The Davis we see is presented as a rebel, a title he earns by marrying a white woman, kissing a white woman on stage, and kissing Arch Bunker’s cheek (presented by Norman Lear of all people as a supreme act of rebellion!). He’s even praised for struggling from his childhood, performing for nickels on street corners — after we’ve been shown clips informing us he was a performer from age 3, and excerpts from a film with Ethel Waters (Rufus Jones for President) when Davis was only 8. Street-corner struggler indeed.

Yes, Davis participated in the civil rights movement and gathered funds for it, but this was the one bright mark in a life that also included a trip to Vietnam to entertain the troops, dressed in a typically odd, Sammy Davis idea of a hippie-style uniform.

It is the composer Leslie Bricusse who gets Davis right: Given his choice, Davis would have had no color. In many ways, he was like O.J. Simpson, a man who thought he was beyond race, though unlike Simpson, Davis was someone who recognized the plight of his fellows, and who suffered in his own person, but nevertheless cut himself off from the black community after the King assassination.

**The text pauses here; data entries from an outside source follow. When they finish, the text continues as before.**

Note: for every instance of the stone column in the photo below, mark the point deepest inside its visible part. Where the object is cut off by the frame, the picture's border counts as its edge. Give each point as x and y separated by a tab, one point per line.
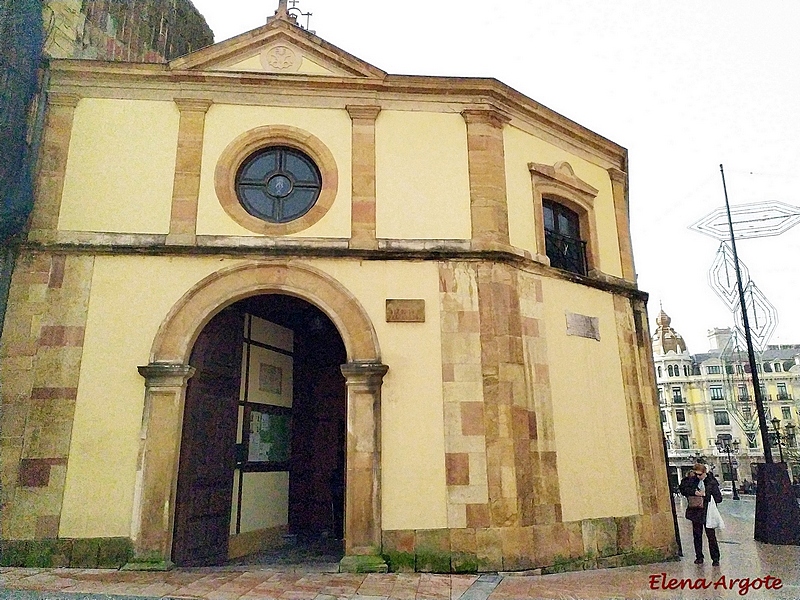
156	477
487	176
364	196
619	187
188	157
52	166
363	483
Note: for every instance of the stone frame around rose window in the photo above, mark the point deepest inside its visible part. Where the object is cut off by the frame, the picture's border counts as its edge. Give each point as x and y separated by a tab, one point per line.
241	148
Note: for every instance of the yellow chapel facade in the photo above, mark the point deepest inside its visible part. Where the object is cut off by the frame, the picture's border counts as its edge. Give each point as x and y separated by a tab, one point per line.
269	289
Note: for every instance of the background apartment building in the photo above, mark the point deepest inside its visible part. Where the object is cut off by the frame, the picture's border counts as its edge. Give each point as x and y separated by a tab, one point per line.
707	403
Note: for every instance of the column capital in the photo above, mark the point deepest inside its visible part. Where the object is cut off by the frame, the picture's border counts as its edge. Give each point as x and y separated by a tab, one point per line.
488	115
363	111
193	104
367	376
617	175
166	375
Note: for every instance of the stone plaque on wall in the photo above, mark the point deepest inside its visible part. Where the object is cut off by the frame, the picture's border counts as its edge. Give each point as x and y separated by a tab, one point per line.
405	311
583	326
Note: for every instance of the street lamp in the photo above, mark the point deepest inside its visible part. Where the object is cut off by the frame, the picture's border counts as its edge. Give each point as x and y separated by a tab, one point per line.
725	445
775	425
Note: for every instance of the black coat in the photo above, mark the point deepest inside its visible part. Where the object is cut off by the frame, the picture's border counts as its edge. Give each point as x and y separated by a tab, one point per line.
689	486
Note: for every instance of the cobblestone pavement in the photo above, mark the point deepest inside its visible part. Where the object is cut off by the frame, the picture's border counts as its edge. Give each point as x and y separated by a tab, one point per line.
743	573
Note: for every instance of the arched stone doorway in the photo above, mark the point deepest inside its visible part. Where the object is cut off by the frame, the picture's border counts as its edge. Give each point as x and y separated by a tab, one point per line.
168	372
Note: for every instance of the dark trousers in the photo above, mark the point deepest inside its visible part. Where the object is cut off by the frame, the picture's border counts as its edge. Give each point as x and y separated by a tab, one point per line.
697	534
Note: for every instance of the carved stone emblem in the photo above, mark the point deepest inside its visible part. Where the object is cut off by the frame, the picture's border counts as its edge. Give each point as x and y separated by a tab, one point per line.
583	326
405	311
281	58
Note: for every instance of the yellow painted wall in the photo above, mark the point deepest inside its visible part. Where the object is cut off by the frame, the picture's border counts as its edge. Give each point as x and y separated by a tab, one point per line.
121	166
589	409
414	492
126	307
224	123
251	63
124	317
422	176
522	148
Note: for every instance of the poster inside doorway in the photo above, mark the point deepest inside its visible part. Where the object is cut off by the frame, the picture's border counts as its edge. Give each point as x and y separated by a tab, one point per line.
268	441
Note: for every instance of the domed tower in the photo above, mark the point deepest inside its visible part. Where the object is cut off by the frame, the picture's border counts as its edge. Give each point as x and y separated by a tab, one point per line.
672	358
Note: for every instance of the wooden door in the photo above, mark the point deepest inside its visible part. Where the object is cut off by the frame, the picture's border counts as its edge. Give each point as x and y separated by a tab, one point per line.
208	444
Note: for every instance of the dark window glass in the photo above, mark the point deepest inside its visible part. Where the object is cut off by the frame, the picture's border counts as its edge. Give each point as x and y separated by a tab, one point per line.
563	243
721	417
278	184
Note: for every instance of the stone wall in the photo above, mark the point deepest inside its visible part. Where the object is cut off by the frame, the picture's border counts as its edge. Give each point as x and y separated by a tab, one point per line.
131	31
504	510
40	361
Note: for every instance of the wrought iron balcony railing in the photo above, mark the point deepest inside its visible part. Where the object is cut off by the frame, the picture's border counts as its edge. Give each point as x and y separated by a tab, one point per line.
566	252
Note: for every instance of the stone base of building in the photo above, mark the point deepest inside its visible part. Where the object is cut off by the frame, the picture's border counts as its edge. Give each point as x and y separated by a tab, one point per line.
560	547
89	553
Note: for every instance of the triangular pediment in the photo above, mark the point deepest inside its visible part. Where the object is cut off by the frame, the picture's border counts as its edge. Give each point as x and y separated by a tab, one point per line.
277	47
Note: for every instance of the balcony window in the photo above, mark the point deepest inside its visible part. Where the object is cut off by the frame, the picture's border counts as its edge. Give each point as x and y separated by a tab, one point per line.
563	244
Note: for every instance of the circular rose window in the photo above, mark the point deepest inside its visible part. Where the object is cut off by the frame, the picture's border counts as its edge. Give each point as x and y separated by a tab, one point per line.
278	184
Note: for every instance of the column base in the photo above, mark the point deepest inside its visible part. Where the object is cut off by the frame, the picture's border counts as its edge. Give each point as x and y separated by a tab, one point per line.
367	563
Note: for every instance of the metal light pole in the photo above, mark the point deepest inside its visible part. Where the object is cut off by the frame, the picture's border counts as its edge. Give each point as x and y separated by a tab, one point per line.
776	422
751	355
777	518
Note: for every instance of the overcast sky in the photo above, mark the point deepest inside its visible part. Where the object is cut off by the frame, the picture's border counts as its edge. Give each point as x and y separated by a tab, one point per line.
683	85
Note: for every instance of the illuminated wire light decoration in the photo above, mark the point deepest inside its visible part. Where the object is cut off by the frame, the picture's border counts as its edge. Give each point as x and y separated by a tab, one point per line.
756	220
762	313
722	276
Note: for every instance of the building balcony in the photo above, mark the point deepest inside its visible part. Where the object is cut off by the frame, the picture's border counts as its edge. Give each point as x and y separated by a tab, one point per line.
566	252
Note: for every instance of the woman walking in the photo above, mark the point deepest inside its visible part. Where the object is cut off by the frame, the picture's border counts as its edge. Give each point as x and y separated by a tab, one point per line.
699	486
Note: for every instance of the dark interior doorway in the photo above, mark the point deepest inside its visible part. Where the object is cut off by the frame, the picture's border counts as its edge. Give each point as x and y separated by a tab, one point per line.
316	465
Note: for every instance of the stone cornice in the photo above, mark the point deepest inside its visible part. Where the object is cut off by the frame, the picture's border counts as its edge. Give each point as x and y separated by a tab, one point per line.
562	173
63	99
485	114
261	248
363	111
193	104
157	81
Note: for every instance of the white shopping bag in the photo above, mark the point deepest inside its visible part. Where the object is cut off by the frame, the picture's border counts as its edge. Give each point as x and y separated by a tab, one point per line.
713	518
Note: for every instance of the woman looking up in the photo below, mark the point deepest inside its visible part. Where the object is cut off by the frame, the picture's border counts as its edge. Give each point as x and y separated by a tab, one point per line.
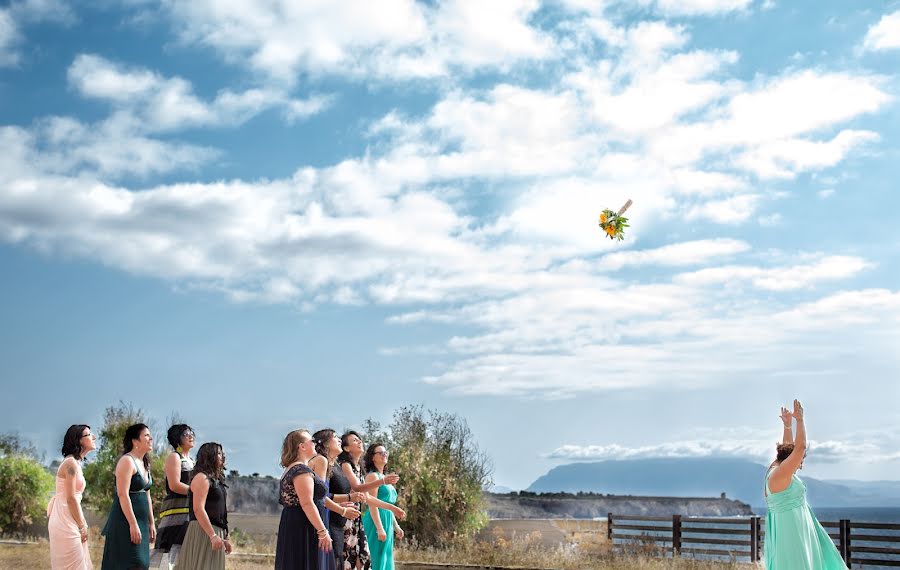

Yet his feet didn’t lie, and while dying of cancer and unable to sing, he remained a master of tap dance, one of our great African-American art forms.

 

AUSTRIAN WRITER and filmmaker Peter Stephen Jungk has spent years tracking down facts and hypotheses about his great aunt, Edith Tudor-Hart, who, when still young, left her native Austria for England. The fruits of his research were a book published in German and the film Tracking Edith, which reveals Edith’s life as a Communist militant in Austria and in England. Far more importantly, Edith, we learn, was an unpaid agent of Soviet espionage, the woman who recruited Kim Philby for the KGB. She was the linchpin, we are told, of the Cambridge spy ring, and was herself involved in atomic espionage. A convincing case is made by several people in the film, most of them former KGB men, that Edith and the Cambridge spies played a large part in keeping the world safe from use of the A-Bomb by helping the Soviets obtain it, thus neutralizing the American threat. Though Jungk is puzzled by his aunt’s love for the Soviet Union and perhaps wouldn’t agree with the characterization, he has made a moving film about a true hero.

Edith was also a tremendously talented photographer and a romantic free spirit, and the film makes a strong case for the artistic importance of her photography (which Jungk at the end of the film claims will be her lasting legacy). The photos are indeed remarkable and also provide the answer to the question Jungk poses as to the why of Edith’s activity. Her photography focused on the life of the poor and the working-class and those fighting capitalism. There was poverty and injustice in the world, and Edith insisted on fighting it, with her art and through her espionage.

Jungk never explores Edith’s Jewishness, and remains puzzled by her commitment to communism. Despite these lacunae, he has made a touching film about a woman he neither knew nor understood. 

Mitchell Abidor, a contributing writer to Jewish Currents, is a writer and translator living in Brooklyn. Among his books are a translation of Victor Serge’s Notebooks 1936-1947, May Made Me: An Oral History of My 1968 in France, and I’ll Forget it When I Die, a history of the Bisbee Deportation of 1917. His writings have appeared in The New York Times, Foreign Affairs, Liberties, Dissent, The New York Review of Books, and many other publications.